Yoni Kozminski: The most interesting development in eCommerce that I’m keeping an eye on — I would say just, in general, there’s been such a seismic shift over the course of the last three years in terms of where the market was. It was such a bull market, you know, brands were selling for multiples that just did not make sense, everything was exploding, you know? We now sit in a reality where there’s a lot of market compression, Amazon’s charging a lot more for everything that they’re doing, supply chain logistics — there’s just margin compression on all sides.

And so, I would say that, at a sort of a higher level, the thing that’s most interesting, or I think that the state and the direction of the entire space is that we’re moving into an era of professionalization where it’s no longer—you no longer have an ability to simply, you know, find a product on AliExpress, slap a bumper sticker on it that’s your brand, and move forward. You really need to be professional.
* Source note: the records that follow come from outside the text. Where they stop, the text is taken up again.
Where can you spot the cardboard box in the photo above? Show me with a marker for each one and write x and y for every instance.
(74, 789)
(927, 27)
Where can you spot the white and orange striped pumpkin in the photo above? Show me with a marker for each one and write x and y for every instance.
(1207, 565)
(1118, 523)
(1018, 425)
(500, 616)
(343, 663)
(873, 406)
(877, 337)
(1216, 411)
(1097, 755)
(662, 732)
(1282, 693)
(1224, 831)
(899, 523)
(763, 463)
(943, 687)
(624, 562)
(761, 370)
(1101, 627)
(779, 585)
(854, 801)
You need to be thinking through, critically, what does the profitability—and what is my roadmap to building, you know, a perpetual, profitable lifestyle brand, which is quite hard in the eCommerce space; or, ultimately, hitting a meaningful EBITDA and, therefore, margin and revenue number that becomes, you know, an interesting acquisition target for prospective PE, strategics, and aggregators that are left.

So, I think that that’s really the thing that I find really interesting now is seeing how much—how quickly the market has had to grow and, from an individual level, sellers that were once sort of—they could do no wrong and, you know, you were getting 25% conversion rates on PPC with your eyes closed. And now, you have to run a real business and you have to build a real brand and you need to expand beyond just one marketplace. And, you know, it’s about global expansion, channel expansion, you know, investing in DTC brick-and-mortar retail and doing it all, you know, in the strategic, you know, in the strategic—so I’d say that’s what I’m excited about to see where this whole space evolves to.

Rachel Andrea Go: My last question is, what’s your advice to brands who are trying to grow and scale?

Yoni Kozminski: What is my advice to brands that are looking to grow and scale? I would say firstly, slow and steady wins the race. So, taking the time to invest in really thinking through what your three-, six-, 12-, 18-, 24-month roadmap looks like, committing to it, continuing to evolve and meet market decisions, and not just, you know, not just taking it willy-nilly and saying, “Okay, like, let’s just hire this extra person,” or, “Let’s, you know, invest in this added software on a whim.” Take the time and really think it through and, you know, when we talk about systems and process[es]—how we operate inside of Escala and therefore what we do for our businesses, you know, we build the roadmap for the next 24 months.

We look at the head count, we attach the budgeting process to their head count, to the required output, and, you know, for us that means how many projects do we sell or—and, therefore, how many consultants do we need to support? Or, how many roles do we believe we’ll close each month? And what’s the average, you know, what’s the average salary of those roles?

And we’re really thinking through it, and I think that for anyone in any business in any vertical, the key to scale is having the foresight, building that road map, and then actually executing on it, as opposed to just sort of, you know, guessing your way through it and just hoping for the best. Because I think pretty quickly, especially with how, you know, the eCommerce market went through some really high highs and some pretty low lows at the end of sort of 2022, you know, you really have to be buttoned down to wade through the chaos and build a buffer so that you can actually pivot if needed.